Humanities Building 110

Instructor: Professor Robert Yagelski (http://www.albany.edu/~rpy95/index.html)
Office: Humanities 140 (Writing Center)
Telephone: 518-442-4064
Email: rpy95@cnsvax.albany.edu
Office Hours: TW 1:00 - 2:00, and by appointment
English Department: 518-442-4055


Course Description

English 521 is a course that ostensibly introduces you to the area or "field" of English Studies usually referred to as Rhetoric and Composition or Composition Studies. Accordingly, part of the agenda of this course is to encourage you to define what "Composition" is (not a straightforward task) and to examine your own participation in that field as a teacher, scholar, researcher, and writer; similarly, the course is intended to provide you with ways of participating in that field. Through varied readings and in-class activities, the course will explore some of the important issues, problems, discourses, activities, and questions around which the field has organized itself. This project of defining the field inevitably begins with questions about the nature of writing (and rhetoric) and writing instruction; it will lead as well to questions about the purposes of literacy education and the role of writing in students' lives. Ultimately, however, this course is about the teaching of literacy at all levels and the myriad ways in which the teaching of writing is understood and enacted. Our agenda thus will focus to a great extent on trying to answer questions about how best (or even whether) to teach writing. (See requirements for details about assignments and course activities.)
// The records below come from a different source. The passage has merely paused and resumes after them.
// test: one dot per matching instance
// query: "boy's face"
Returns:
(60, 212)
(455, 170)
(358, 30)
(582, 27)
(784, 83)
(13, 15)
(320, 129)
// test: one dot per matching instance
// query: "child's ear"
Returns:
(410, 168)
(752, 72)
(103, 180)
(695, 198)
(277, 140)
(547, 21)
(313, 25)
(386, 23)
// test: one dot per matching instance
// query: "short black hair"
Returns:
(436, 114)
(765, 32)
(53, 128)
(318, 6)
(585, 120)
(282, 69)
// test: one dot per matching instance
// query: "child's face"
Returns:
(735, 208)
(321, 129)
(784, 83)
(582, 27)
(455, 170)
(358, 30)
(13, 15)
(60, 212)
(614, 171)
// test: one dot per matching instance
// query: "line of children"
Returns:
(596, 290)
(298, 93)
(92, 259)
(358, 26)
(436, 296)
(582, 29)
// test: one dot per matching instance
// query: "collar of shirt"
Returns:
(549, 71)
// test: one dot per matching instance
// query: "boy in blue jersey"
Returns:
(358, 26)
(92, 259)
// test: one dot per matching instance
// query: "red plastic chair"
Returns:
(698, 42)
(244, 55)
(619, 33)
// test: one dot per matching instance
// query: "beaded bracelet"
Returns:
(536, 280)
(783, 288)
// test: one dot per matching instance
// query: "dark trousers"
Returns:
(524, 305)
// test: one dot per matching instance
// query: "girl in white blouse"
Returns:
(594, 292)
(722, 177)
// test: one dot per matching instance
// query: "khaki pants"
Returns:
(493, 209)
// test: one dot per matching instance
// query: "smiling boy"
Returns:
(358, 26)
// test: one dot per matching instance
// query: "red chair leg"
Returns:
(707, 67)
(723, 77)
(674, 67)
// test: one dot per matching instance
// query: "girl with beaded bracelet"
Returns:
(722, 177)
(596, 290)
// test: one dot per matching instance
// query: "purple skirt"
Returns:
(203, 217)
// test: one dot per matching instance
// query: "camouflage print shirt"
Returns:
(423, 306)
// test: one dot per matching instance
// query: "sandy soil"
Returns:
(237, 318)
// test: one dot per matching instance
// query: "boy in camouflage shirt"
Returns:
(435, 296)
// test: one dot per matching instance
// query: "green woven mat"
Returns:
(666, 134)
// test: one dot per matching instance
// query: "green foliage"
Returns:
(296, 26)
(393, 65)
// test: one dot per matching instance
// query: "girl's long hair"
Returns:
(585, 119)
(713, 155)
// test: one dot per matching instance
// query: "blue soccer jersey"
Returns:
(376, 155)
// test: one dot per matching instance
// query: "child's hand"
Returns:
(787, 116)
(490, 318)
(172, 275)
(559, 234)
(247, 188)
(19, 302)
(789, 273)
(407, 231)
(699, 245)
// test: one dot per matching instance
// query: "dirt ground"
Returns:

Organization of the Course

Although the course requirements and schedule on this web site imply a relatively rigid structure for this course, it is also intended to be flexible enough to address your most pressing questions and respond to the interests that you bring to this course as a writer, student, teacher, and scholar. Accordingly, the course is loosely organized around three main segments, each of which focuses on a broad set of questions related to the nature of writing, the teaching of writing, and the discipline of rhetoric and composition. Within each segment, the assignments and the in-class activities and discussions will (as much as possible) facilitate our exploration of those questions. You will be asked to complete a number of readings, but the design is intended to be flexible enough to include (or exclude) readings based on the questions/issues you most want to explore. Similarly, the writing assignments are intended to enable you to explore those same issues that most concern or interest you. The nature of this structure is such that a great deal will depend upon your input and participation; you are in effect being asked to help build this course. Inevitably, this approach will mean that we will "miss" some aspects of "composition theory" and focus on others. But the advantage is the possibility of a more extensive and focused inquiry on your part into the kinds of questions/issues around which the discipline of Composition and Rhetoric is built.